The Coalition partners need each other to regain power – but their breakup may do the Liberal party some good
It actually happened.
The Liberals and Nationals are breaking up, ending a decades-long partnership of political convenience that has been necessary for conservatives to hold power.
The Nationals leader, David Littleproud, informed the Liberal leader, Sussan Ley, mid-morning on Tuesday that the country party wouldn't sign a new coalition agreement.
The first and obvious question is why.
The simple answer is that the Liberals wouldn't accept the Nationals' demand to maintain four key policy positions: support for nuclear power, a $20bn regional future fund, breakup powers for supermarkets and minimum standards for regional mobile and internet access.
The Nationals pushed the Peter Dutton-led Liberals to adopt the policies in the previous term and were not prepared to relitigate the case with Ley now in charge.
'A reasonable request was put to a trusted partner and it was refused,' the Nationals' Senate leader, Bridget McKenzie, said at a press conference with Littleproud at Parliament House.
A senior Liberal source said the Nationals had a fifth demand that went unmentioned at the press conference: an insistence that even members of the shadow cabinet be allowed to cross the floor to vote against their own side.
That position, the source said, was 'untenable'.
The Liberals didn't refuse the Nationals' policy demands because of any particular opposition to them. These were, after all, measures Dutton took to an election just weeks ago.
Instead, Ley refused because she wasn't prepared to lock the Liberals into any positions, certainly not in a binding coalition agreement.
That was her promise to colleagues immediately after winning the Liberal leadership.
Every policy – including net zero and nuclear – was up for review. There would be no 'captain's calls', she said.
The reasons for the split tells a story about the vastly different positions the Liberals and Nationals find themselves.

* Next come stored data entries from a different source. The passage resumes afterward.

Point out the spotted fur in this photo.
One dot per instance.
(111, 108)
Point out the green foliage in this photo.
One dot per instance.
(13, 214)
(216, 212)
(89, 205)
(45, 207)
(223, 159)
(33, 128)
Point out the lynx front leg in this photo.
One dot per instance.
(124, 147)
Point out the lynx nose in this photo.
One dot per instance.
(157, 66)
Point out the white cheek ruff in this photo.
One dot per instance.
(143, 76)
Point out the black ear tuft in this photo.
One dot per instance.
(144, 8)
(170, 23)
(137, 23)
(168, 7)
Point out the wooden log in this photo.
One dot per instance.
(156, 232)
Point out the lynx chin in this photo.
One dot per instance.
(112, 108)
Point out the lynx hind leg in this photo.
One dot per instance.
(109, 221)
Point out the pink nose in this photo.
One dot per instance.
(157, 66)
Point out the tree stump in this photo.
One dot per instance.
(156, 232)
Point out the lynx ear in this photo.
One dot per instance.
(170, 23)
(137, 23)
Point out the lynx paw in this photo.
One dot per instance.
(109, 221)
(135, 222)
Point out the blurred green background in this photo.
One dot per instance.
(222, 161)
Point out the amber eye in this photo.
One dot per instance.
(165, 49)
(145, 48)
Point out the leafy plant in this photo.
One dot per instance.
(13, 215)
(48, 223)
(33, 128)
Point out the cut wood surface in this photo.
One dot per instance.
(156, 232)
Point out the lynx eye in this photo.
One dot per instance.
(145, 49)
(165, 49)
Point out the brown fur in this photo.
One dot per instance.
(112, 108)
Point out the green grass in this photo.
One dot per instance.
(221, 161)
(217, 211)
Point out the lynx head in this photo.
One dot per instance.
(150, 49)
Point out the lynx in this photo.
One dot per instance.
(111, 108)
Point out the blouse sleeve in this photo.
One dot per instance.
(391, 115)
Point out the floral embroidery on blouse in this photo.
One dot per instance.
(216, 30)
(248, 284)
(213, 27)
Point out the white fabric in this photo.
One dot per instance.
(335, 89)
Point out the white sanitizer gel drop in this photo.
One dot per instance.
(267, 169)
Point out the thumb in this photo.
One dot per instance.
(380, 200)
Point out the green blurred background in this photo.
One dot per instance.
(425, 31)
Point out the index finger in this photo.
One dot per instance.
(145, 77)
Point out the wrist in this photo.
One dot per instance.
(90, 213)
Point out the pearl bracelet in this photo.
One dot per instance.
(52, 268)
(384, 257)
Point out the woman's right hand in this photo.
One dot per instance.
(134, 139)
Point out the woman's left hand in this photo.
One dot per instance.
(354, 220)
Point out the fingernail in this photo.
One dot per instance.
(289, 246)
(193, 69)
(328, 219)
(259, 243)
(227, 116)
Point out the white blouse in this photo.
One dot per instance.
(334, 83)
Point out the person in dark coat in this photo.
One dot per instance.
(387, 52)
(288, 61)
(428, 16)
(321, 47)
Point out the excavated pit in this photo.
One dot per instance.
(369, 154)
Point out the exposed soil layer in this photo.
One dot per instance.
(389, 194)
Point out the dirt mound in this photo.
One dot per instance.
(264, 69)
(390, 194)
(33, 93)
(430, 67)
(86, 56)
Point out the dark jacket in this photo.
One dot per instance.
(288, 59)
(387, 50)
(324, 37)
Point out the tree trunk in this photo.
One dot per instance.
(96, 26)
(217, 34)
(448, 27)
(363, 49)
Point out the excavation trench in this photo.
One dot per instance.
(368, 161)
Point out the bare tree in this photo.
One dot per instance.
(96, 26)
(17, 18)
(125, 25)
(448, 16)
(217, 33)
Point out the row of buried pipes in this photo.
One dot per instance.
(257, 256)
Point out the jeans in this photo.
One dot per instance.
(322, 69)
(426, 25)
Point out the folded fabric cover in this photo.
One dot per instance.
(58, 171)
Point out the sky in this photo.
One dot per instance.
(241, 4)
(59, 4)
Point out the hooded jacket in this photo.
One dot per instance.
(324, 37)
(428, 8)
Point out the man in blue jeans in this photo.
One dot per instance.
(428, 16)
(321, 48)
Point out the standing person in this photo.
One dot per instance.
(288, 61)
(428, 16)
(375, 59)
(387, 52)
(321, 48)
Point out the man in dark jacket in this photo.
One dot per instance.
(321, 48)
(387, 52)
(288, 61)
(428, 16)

The Nationals felt emboldened in the previous term after winning internal arguments on nuclear and supermarket divestiture, and front-running the no case in the voice to parliament referendum.

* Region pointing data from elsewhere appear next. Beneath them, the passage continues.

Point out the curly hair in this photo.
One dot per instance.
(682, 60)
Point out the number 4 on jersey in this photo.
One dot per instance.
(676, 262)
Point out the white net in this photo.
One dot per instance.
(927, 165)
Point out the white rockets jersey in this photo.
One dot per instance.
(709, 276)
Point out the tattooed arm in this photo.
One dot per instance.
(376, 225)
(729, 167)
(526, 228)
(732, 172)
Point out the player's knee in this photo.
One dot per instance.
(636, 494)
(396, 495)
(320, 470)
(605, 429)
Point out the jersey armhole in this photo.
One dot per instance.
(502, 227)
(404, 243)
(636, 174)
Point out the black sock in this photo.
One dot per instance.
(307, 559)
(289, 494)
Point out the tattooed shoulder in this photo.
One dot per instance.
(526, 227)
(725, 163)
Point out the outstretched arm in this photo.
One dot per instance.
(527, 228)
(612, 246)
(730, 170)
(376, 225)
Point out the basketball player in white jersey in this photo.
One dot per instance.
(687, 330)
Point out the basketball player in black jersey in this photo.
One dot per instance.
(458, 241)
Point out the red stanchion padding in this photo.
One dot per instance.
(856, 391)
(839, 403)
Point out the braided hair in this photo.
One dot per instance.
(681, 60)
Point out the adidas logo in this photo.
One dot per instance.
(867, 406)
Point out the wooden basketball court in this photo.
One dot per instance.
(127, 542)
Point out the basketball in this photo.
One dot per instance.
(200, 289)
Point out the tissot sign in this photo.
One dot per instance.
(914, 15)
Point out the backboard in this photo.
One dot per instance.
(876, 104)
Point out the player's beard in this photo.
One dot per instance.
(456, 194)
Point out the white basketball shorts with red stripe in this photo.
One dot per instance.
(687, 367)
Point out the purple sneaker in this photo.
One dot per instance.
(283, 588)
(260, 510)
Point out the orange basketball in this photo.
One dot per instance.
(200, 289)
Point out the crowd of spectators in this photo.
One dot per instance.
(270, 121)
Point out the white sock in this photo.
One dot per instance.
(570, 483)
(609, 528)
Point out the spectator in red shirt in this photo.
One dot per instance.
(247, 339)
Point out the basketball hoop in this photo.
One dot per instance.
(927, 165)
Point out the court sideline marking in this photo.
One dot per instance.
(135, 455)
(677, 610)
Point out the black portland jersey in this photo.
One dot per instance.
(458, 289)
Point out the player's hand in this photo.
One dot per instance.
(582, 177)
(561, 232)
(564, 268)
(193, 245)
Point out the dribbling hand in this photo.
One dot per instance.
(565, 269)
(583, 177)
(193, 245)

The party held all of their seats on 3 May, although it failed to win back the regional New South Wales seat of Calare from Nationals-turned-independent Andrew Gee.
The Nationals might be divided on some policies, such as net zero, but Littleproud's team feels certain of what and who it stands for, so much so that it is willing to blow up the Coalition and forfeit frontbench positions (and the salaries that come with them).
The Liberals, in contrast, need to figure that out.
Ley and her senior colleagues wanted to remain in a coalition.
But a split might do the Liberals some good, providing some clear air while they wrestle with not just policies, but their purpose and direction.
With no Nationals to accomodate in shadow cabinet, Ley's task of appeasing of members of her own divided party just got a little easier.
Of course, the Liberals and Nationals don't have the numbers to form government on their own.
There will need to be a reunion at some point to regain power.
How and when that happens is anyone's guess.